6. • Another approach for implementing the pooling technique is to
schedule the pooling operation on a time slice basis and allocate the
total time on a shared basis to rest of the tasks also.
• This leads to more effective utilization of the processor time.
• The biggest drawback of this approach is that there is a chance for
missing some information coming from the device if the total tasks are
high in number.
• Here comes the role of interrupts. If the external device supports
interrupt we can connect the interrupt pin of the device to the
interrupt line of the controller.
• Enable the corresponding interrupt in firmware. Write the code to
handle the interrupt request service in a separate function and put the
other tasks in the main program code.
• Here the main program is executed normally and when the external
device asserts an interrupt the main program is interrupted and the
processor switches the program execution to the interrupt request
service.
• On finishing the execution of the interrupt request service the
program flow is automatically diverted back to the main stream and
the main program resumes its execution exactly from the point where
it got interrupted.
7. USE of Interrupts
In any interrupt based systems interrupts are
mainly used for accomplishing the following tasks:
1.I/O data transfer between peripheral a devices
and processor/controller.
2.Timing applications
3.Handling emergency situations example- switch
off the system when the battery status falls below
the critical limit in battery operated systems.

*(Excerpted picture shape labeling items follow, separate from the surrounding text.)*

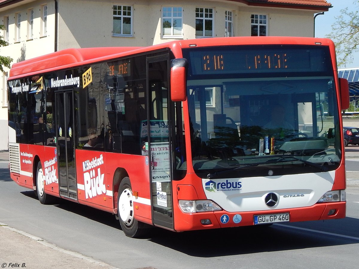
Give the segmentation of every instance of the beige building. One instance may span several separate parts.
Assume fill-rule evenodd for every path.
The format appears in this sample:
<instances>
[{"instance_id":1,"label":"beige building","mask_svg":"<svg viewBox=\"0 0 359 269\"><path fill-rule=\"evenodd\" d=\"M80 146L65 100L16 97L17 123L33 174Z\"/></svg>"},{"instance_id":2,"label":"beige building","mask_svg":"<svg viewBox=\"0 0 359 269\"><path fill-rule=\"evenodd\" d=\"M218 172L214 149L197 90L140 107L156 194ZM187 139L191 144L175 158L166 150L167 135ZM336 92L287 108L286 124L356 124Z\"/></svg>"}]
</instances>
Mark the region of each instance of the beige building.
<instances>
[{"instance_id":1,"label":"beige building","mask_svg":"<svg viewBox=\"0 0 359 269\"><path fill-rule=\"evenodd\" d=\"M0 0L0 55L13 62L69 48L145 46L174 40L312 37L326 0ZM0 150L8 148L9 70L0 74ZM6 131L5 131L6 130Z\"/></svg>"}]
</instances>

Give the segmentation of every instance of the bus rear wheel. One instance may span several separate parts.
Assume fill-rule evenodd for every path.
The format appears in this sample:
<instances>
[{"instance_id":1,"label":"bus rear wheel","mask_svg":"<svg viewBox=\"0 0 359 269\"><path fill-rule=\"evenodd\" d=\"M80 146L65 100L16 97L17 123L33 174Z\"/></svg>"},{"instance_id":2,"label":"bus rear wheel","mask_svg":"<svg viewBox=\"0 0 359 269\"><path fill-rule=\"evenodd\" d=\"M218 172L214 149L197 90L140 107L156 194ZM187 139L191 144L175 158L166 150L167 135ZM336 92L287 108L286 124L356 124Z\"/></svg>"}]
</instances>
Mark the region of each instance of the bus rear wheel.
<instances>
[{"instance_id":1,"label":"bus rear wheel","mask_svg":"<svg viewBox=\"0 0 359 269\"><path fill-rule=\"evenodd\" d=\"M41 164L37 163L36 168L36 193L40 202L43 204L48 204L53 200L53 197L45 193L45 175L44 175Z\"/></svg>"},{"instance_id":2,"label":"bus rear wheel","mask_svg":"<svg viewBox=\"0 0 359 269\"><path fill-rule=\"evenodd\" d=\"M130 178L126 176L122 179L118 187L117 203L118 220L122 230L126 236L138 237L147 233L149 228L146 227L148 225L135 218L134 200Z\"/></svg>"}]
</instances>

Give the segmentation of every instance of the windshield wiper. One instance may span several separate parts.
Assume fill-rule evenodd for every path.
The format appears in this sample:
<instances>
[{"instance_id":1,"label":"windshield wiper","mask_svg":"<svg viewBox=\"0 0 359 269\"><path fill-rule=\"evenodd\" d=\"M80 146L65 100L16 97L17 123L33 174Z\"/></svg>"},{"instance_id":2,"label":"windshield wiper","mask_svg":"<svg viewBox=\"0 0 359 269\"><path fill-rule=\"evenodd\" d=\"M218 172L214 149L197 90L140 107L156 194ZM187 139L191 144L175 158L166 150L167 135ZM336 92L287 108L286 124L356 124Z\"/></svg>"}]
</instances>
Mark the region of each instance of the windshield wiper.
<instances>
[{"instance_id":1,"label":"windshield wiper","mask_svg":"<svg viewBox=\"0 0 359 269\"><path fill-rule=\"evenodd\" d=\"M280 158L281 160L283 160L284 159L286 159L288 158L292 158L292 159L294 159L294 160L296 160L297 161L301 161L304 164L307 164L309 166L311 166L312 167L314 167L316 168L318 168L320 169L321 171L323 172L327 172L329 171L328 168L323 166L322 164L316 164L315 162L312 162L308 161L306 161L305 160L303 160L302 159L300 159L299 158L297 158L296 157L292 155L286 155L286 156L281 156Z\"/></svg>"},{"instance_id":2,"label":"windshield wiper","mask_svg":"<svg viewBox=\"0 0 359 269\"><path fill-rule=\"evenodd\" d=\"M323 166L322 164L316 164L315 162L312 162L306 161L304 160L300 159L299 158L297 158L297 157L291 155L282 155L280 156L278 156L277 158L271 159L270 160L268 160L264 162L253 162L252 164L248 164L242 165L240 166L238 166L238 167L230 168L229 169L226 169L225 170L222 170L218 172L216 172L214 173L211 173L210 174L209 174L207 175L207 178L209 179L218 178L218 176L220 174L227 173L229 171L233 171L235 170L239 170L242 169L242 168L243 168L245 167L247 167L248 166L257 166L257 165L258 165L260 164L280 163L281 162L285 162L288 161L290 161L290 160L286 160L286 159L288 159L289 158L292 159L294 159L294 160L297 161L299 161L302 162L303 163L308 165L311 166L312 167L318 168L318 169L320 169L320 170L323 172L327 172L329 170L327 167Z\"/></svg>"},{"instance_id":3,"label":"windshield wiper","mask_svg":"<svg viewBox=\"0 0 359 269\"><path fill-rule=\"evenodd\" d=\"M251 158L253 159L253 158ZM214 173L211 173L210 174L209 174L207 175L207 178L209 179L212 179L217 178L217 176L219 175L223 174L224 173L226 173L227 172L229 172L230 171L234 171L234 170L237 170L243 168L244 167L247 167L248 166L255 166L258 165L260 164L273 164L275 162L278 162L278 161L277 160L274 160L273 159L271 159L270 160L269 160L265 162L253 162L251 164L245 164L244 165L242 165L242 166L238 166L238 167L234 167L233 168L230 168L229 169L226 169L225 170L222 170L222 171L219 171L218 172L215 172Z\"/></svg>"}]
</instances>

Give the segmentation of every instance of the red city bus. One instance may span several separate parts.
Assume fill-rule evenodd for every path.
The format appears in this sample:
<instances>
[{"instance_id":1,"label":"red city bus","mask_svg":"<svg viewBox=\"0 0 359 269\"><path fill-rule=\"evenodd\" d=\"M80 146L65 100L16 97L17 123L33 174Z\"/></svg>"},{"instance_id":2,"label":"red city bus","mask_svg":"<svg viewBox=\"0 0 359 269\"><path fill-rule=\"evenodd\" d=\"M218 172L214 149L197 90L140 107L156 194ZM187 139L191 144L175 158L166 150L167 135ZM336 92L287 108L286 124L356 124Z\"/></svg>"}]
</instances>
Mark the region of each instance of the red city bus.
<instances>
[{"instance_id":1,"label":"red city bus","mask_svg":"<svg viewBox=\"0 0 359 269\"><path fill-rule=\"evenodd\" d=\"M14 64L11 178L130 237L344 218L334 46L246 37L70 49Z\"/></svg>"}]
</instances>

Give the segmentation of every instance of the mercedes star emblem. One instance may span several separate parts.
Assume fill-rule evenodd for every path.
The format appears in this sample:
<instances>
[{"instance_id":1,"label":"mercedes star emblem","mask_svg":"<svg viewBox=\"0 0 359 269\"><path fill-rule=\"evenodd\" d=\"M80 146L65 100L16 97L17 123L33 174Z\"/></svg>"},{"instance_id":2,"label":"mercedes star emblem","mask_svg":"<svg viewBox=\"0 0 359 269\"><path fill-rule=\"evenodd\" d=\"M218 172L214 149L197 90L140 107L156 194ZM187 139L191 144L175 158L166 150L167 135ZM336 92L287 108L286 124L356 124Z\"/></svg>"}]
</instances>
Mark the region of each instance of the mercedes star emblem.
<instances>
[{"instance_id":1,"label":"mercedes star emblem","mask_svg":"<svg viewBox=\"0 0 359 269\"><path fill-rule=\"evenodd\" d=\"M273 207L278 203L278 197L275 193L270 192L266 196L264 201L266 204L270 207Z\"/></svg>"}]
</instances>

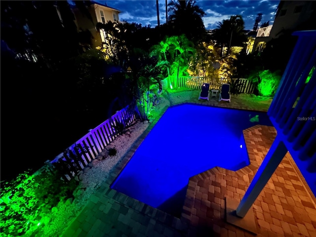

4.Context switching /Multitasking/ Real-Time
application programming.
5.Event driven programming.
8. Interrupt Map
• The embedded systems have few handful of interrupts.
• These interrupts are associated with an interrupt pin and an interrupt service routine (ISR).
• For the execution of correct interrupt service routine a mapping is required between interrupt pins
and interrupt service routine.
• This mapping usually takes the form of an interrupt vector table.
• The vector table is just an array of pointers to functions located at some known memory address.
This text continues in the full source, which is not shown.